Twenty years ago, “Move Along” by The All-American Rejects officially hit radio as the second single from their 2005 album Move Along.
It spent 42 weeks on the U.S. Billboard Hot 100, peaked at #15, and hit #9 on the U.S. Mainstream Top 40. Outside the U.S., it was certified BPI Silver in the UK and Platinum by RMNZ in New Zealand.
Even though fans already knew the song from the record, the radio push in early 2006 is what really turned it into that song. The band actually wanted it to be the lead single. Instead, it followed “Dirty Little Secret,” which had already spent 52 weeks on the Hot 100. So “Move Along” came in right behind it, and between that, “Dirty Little Secret,” and “It Ends Tonight,” the album had three massive singles. At that point, they weren’t just the band known for “Swing, Swing” anymore.

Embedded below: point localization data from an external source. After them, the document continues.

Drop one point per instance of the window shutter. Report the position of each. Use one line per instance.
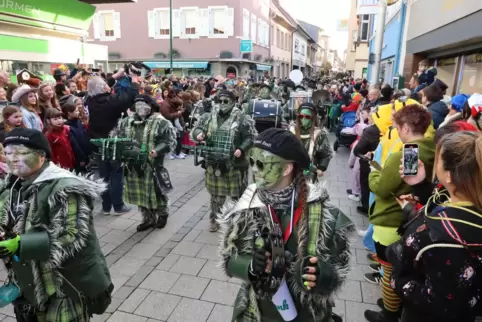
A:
(203, 23)
(246, 24)
(229, 21)
(253, 28)
(176, 23)
(182, 22)
(211, 22)
(116, 17)
(96, 25)
(151, 23)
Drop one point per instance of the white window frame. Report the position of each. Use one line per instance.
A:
(246, 24)
(183, 23)
(362, 22)
(211, 22)
(156, 12)
(101, 33)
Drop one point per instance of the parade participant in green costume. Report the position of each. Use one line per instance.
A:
(283, 231)
(157, 137)
(228, 135)
(48, 241)
(315, 140)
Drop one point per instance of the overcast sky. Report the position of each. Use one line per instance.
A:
(324, 14)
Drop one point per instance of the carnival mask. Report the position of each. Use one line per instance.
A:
(226, 104)
(267, 168)
(305, 119)
(143, 109)
(21, 160)
(264, 93)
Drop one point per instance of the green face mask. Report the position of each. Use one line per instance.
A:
(306, 120)
(226, 104)
(267, 168)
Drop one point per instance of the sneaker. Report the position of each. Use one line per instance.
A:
(354, 198)
(362, 211)
(123, 210)
(383, 316)
(375, 267)
(373, 278)
(372, 257)
(361, 233)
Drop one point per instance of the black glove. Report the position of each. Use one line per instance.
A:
(259, 262)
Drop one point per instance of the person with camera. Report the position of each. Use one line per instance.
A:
(56, 269)
(105, 109)
(283, 239)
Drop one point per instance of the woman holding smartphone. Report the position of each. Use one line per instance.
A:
(438, 262)
(411, 122)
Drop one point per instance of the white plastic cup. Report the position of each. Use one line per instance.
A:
(284, 303)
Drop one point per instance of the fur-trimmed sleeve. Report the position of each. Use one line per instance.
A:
(236, 244)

What people forget is the pressure around that second record. In an interview with Ted Stryker, Nick Wheeler talked about how young they still were at the time:
“We were still really young… I don’t even think you [Tyson] had turned 21 yet. I think the pressure we felt the most was from ourselves. We were very hard on ourselves and really wanted to make ourselves proud first and foremost. After about nine months of literally doing nothing but writing music, I think then we lost perspective, and then other people started pressuring us.”
Tyson Ritter added that it took “staying in a squat house pretty much in Atlanta for eight weeks solid,” and during that stretch, “Dirty Little Secret,” “It Ends Tonight,” and “Move Along” all came together.
That context matters. These weren’t songs written casually. They came out of a period where the band was locked in and pushing themselves hard.
And on the surface, this is a massive mid-2000s pop rock song. Everybody knows it. Big drums, huge chorus. You hear “hands are shaking cold” and you’re locked in. Then you get that piano breakdown, and it doesn’t matter where you’re at, people sing it. Warped Tour staple, sports montage staple, “oh my god I forgot about this song” type of song, Bionicles commercials, yeah, it’s massive. I remember it being played at the 2006 VMAs, introduced by Paris Hilton, which kind of tells you how big it had gotten at that point. It ended up everywhere, from She’s the Man to One Tree Hill, which just added to how unavoidable it felt in 2006.
But that’s not why it stuck around.
It’s not just a love song. It’s not just a typical breakup song either. It’s basically a survival song. And it’s not dramatic, it’s simple, but that’s literally the point. It’s just telling you to keep moving when you don’t have much left in you.
When all you gotta keep is strong, move along, move along like I know you do.
Even when your hope is gone, move along, move along just to make it through.
That’s really the whole thing. It’s uplifting, but it’s not trying to be some inspirational poster. It’s more like, yeah, I know you’re at your wits’ end, just keep going anyway.
And then there’s this whole other layer people don’t even know about. The early version of the song leaned way more political. The lyrics were:
I’ve got to know what got you back here
You changed somehow
And as it stands, the rivers flow with red disaster
Hands for millions cold, these hands were meant to hold
Speak to me
And the hook carried:
When all you gotta keep is strong
Move along, move along like I know you do
’Cause fifteen million can’t be wrong
Move along, move along just to make it through
That’s a different kind of weight. “Fifteen million can’t be wrong” feels tied to a time, that Bush-era backdrop, the war themes, people trying to make sense of everything. And a song can still be political without being overtly political. The final version doesn’t spell it out the same way, but the heart of it is still there. It just shifts from something specific to something universal.
And if you zoom out for a second, this song plus “Dirty Little Secret,” and then “It Ends Tonight” after that, that stretch is what made Move Along their biggest album. It went 3× Platinum, over 3 million sold. Those singles didn’t just chart. They stuck. Twenty years later, they’re still everywhere.
Later on, “Gives You Hell” ends up being the bigger single, sure. But “Move Along” is part of the backbone of that whole era. The second it comes on, you know exactly what time it is.
And at the end of the day, this is exactly what Anthem Era is about.
A big anthem song. The kind that feels huge when it hits, the kind everyone knows the words to, but underneath it all, the message is simple. Get through it. Keep going. Don’t fold.
Anthem Era isn’t just about chart numbers or nostalgia. It’s about the songs that carried people. The ones that sounded massive but actually meant something. The ones you screamed in your car or at Warped Tour because you needed them to.
“Move Along” is one of those songs.
And twenty years later, it still is.